I was ten years old when the World Youth Day Cross and Icon of the Blessed Virgin Mary visited my school, St Catherine’s Catholic College, Singleton. I vividly remember my teacher explaining to my class how important this visit was and how lucky we were to glimpse them. Filled with anticipation, my classmates and I headed out into the playground to see what all the fuss was about. There they were, the much talked about Cross and Icon. I’ll admit it, I wasn’t particularly impressed and with the hot summer air stinging my skin as it tends to do in Singleton, I made my way back into the air-conditioned classroom and didn’t think much more about it.

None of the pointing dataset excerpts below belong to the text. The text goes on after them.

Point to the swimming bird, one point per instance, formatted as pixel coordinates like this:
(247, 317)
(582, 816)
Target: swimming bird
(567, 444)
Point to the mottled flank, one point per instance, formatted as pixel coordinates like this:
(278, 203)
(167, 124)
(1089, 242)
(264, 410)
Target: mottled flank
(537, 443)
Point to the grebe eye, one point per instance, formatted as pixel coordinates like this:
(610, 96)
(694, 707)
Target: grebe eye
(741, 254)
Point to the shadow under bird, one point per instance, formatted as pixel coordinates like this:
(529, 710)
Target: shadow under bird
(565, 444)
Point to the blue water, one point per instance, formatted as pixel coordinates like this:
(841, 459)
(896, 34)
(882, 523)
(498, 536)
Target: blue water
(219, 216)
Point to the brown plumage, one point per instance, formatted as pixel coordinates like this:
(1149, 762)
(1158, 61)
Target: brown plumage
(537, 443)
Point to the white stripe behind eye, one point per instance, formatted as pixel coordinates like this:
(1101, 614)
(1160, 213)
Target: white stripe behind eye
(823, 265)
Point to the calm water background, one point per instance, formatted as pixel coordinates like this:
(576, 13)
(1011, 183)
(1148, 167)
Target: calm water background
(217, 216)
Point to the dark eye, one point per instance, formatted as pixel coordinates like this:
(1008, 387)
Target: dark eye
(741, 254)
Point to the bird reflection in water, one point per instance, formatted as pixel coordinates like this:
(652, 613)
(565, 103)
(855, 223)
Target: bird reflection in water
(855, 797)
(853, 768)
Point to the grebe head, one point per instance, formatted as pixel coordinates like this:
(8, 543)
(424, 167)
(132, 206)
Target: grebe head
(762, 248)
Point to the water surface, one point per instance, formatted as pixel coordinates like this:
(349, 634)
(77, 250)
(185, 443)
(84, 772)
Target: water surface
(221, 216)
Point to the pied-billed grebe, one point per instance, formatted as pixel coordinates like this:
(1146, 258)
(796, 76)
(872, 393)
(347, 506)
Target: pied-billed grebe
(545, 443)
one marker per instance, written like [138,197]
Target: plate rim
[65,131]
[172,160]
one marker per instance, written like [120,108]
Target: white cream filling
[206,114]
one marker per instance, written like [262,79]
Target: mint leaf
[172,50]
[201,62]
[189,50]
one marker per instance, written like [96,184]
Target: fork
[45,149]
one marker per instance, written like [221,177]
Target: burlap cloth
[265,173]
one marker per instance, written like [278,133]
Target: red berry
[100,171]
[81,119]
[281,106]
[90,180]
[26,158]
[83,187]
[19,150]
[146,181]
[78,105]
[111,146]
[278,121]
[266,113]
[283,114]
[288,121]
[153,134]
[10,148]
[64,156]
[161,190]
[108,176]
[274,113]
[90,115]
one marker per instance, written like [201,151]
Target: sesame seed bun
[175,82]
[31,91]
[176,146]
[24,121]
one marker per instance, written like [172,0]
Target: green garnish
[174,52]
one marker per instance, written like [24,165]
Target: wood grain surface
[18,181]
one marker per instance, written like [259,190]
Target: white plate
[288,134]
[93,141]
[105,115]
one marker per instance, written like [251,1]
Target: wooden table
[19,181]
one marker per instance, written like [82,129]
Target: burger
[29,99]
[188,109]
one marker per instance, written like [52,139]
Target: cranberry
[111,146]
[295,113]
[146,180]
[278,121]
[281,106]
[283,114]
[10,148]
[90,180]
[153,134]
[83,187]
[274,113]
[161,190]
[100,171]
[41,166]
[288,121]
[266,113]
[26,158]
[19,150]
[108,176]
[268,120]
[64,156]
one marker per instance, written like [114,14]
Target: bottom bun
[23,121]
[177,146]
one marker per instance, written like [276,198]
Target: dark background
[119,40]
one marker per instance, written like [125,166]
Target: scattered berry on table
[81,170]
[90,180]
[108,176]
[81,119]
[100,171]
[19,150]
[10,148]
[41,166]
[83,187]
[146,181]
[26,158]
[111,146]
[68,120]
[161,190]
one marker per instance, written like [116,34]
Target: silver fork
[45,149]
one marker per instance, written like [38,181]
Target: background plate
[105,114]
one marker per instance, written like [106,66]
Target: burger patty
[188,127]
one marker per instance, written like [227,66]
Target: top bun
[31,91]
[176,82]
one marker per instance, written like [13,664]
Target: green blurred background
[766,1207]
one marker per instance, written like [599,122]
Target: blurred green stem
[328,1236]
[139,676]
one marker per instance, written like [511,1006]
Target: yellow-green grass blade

This year is the 10th anniversary of Australia’s hosting World Youth Day and I’ve not long turned 21. I’d probably take more notice of the Cross and Icon if they appeared at my University today than I did as a ten-year-old school girl. In my final years of secondary school, the place of religion and faith became more interesting to me. What is the role of faith in people’s lives? Why are some people devotedly religious and others not? What could religion offer me as a young woman in an increasingly complex and diverse world

Coming from a distinctly Christian context, having grown up in a Catholic family and schooled through the Catholic education system, religion has always been part of my life. It floated somewhere in the background; murmured in the utterance of a morning prayer or sung in the school song. In the same way that I ate Vegemite on toast for breakfast or had a passionfruit juice popper at recess, Catholicism was a convenient part of my routine that rarely received a moment’s thought in my young mind. Now that I’ve entered the adult world and have moved to Sydney for university, I have found myself bereft of my faith and have begun to seek the comfort it once provided me.

In my experience, finding young people who openly declare they are “practising Catholics” is somewhat rare today. The recent census data suggests something similar, revealing that Australians are rapidly ticking the ‘non-religious’ box. I don’t believe we are any less religious or spiritual than we have been in the past. In fact, in this increasingly complex world, I am inclined to believe that the desire for religious or spiritual expression is stronger then ever. So how can the Catholic Church reach out to young people

We young people are living in a world that demands so much of us. We need to be opinionated but still open-minded, informed yet not arrogant ‒ and we need to have realistic plans for the future. Through social media and the internet, we are exposed to a world that can seem so big that we don’t always know where we stand. We know we can’t resist change and coming to terms with the workings of the world is a fantastic adventure for young people. As we try to find our place in it all, religion can offer us a landing place for when we fall. In the world of contemporary young people, the Catholic Church needs to remain non-judgemental. Church should be a place where young people can escape expectations and where the sounds and pressures of the exterior world can be paused, even if only for a few moments.

Moreover, in the wake of the #MeToo movement and the current push for gender equality, the Catholic Church needs to make a conscious effort to promote and celebrate the achievements of women of faith in order to attract young people and especially young women. When I was in my final year of high school, my religion teacher introduced me to a 12th century German saint, Hildegard of Bingen, who promoted gender equality and once wrote, “Without woman, man could not be called man; without man, woman could not be named woman.” Hildegard was a feminist before the term existed and recognised that for Catholicism to be attractive for women, it needed to promote a feminine image. Now more then ever, the teachings of religious women like Hildegard should be celebrated in the Church. In a world that can be particularly confusing and highly judgemental of young women, the church has a duty to provide a place of empowerment, inclusivity and equality.

That ten-year old girl, staring unimpressed at the Icon and Cross, couldn’t have anticipated the tumultuous years of adolescence and young adulthood that were ahead of her. Yet my religious faith stood as a constant ‒ and so much more than blunt questions about ‘Do you believe in God’ or ‘Do you agree with this church teaching?’ As an institution, the Catholic Church can offer young people a sanctuary from a world that is frightening as much as it is exciting. I believe it’s important not to lose track of what really matters: a sense of community, opportunities for reflection and a source of inspiration.